This article showcases the different ways these startups use data to provide value to customers, operate more efficiently, and deliver better financial returns. It is definitely worth a read.

#3. CDPs as the engine for growth: Case study and perspectives

Featuring Brookdale Senior Living, Futurum Research & Treasure Data, this MarTech Conference session is available to view on-demand.

This presentation and interactive session highlights how Brookdale Senior Living (with over 700 communities), uses a Customer Data Platform (CDP) to unify data from all of the tools in its martech stack (including homegrown technologies as well as technologies from acquired communities).

This has allowed them to get insights into the full customer journey, including the earliest interactions, which were previously harder to see. With this understanding, Brookdale has been able to develop a more seamless customer experience, deliver relevant content to different audiences, attribute leads more accurately, and optimize their approach to advertising.

The talk also features insights from Daniel Newman, Principal Analyst at Futurum Research, about how the martech stack (as well as the overall tech stack) will need to change to build in more agility and efficiency, as well as to get access to unified data.

#4. Leveraging product and data-driven thinking to enhance sales team‪s

In episode 43 of the podcast “go Beyond the Data,” host Dave Mathias, talks with Michel Guillet, a Sr. Product Manager for SalesLoft, which helps companies engage with customers, build pipeline, and close revenue.

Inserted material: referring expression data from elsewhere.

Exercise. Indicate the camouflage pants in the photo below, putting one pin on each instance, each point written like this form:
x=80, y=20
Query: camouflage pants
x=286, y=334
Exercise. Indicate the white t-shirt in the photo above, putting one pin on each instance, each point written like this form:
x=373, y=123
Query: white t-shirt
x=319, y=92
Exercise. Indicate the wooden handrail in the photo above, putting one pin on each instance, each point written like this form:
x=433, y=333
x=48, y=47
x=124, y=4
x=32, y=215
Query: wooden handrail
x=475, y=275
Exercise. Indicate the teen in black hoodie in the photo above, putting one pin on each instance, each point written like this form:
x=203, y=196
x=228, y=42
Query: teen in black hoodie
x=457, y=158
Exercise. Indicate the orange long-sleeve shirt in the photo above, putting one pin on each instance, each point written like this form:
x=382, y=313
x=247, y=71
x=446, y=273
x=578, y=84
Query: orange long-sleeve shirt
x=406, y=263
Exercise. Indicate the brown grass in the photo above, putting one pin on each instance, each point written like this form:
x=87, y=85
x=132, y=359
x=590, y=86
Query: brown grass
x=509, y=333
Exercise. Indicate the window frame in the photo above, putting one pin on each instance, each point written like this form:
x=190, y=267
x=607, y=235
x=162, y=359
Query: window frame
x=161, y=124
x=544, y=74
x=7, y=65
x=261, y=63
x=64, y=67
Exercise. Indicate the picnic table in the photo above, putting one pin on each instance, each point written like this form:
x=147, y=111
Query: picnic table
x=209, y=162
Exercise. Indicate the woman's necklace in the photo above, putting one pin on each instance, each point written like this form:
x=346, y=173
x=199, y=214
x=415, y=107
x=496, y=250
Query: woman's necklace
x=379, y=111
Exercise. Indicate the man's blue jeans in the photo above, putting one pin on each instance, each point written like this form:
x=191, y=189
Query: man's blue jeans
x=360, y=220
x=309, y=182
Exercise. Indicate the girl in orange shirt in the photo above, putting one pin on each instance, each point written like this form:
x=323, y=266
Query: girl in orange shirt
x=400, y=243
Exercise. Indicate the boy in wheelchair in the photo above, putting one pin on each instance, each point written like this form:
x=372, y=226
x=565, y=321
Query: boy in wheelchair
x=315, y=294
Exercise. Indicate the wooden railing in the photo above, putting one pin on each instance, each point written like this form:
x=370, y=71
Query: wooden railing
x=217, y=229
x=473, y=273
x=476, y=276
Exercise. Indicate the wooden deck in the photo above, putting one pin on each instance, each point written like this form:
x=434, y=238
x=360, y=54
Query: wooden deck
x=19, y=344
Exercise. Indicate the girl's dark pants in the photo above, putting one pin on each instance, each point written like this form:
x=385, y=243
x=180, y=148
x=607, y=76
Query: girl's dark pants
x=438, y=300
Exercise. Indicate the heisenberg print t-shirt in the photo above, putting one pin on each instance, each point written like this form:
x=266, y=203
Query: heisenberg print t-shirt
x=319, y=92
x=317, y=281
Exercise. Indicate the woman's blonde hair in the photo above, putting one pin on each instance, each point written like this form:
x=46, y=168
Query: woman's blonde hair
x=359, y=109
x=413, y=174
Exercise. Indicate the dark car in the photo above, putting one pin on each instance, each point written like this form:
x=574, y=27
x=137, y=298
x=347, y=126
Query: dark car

This is a useful episode about how to get the right insights for a particular audience (in this case, salespeople) and how to deliver it in the right format and in the right quantity. This is a great lesson in making data and insights actionable.

#5. Data Is Great—But It’s Not a Replacement for Talking to Customers

Read it at Harvard Business Review. And last…this is a slightly contrarian article about the pitfalls of falling in love with your data. It provides some practical tips on how to not fall into misleading data traps and how to stay grounded in reality.

It includes nuggets like this:

“…their data was based on nonsense. This came about because the questions they’d been asking were built on managers’ perceptions of what clients needed to answer. They weren’t constructed on what clients wanted to express. This resulted in data that didn’t reflect clients’ real requirements. The list of priorities obtained via client interviews compared to management’s assumed client priorities coincided a mere 50 percent of the time.”

Editor’s note: This is Edition 1 of the Truly Data Driven newsletter, published biweekly on LinkedIn. Subscribe to the series here. If you have a tip on a great resource to include in a future edition of Truly Data Driven, drop a line to Tom Treanor!

Tom Treanor
Tom Treanor
Tom Treanor was head of marketing at Treasure Data. He focuses on marketing, martech, CDPs, and digital marketing. Follow him on Twitter @RtMixMktg.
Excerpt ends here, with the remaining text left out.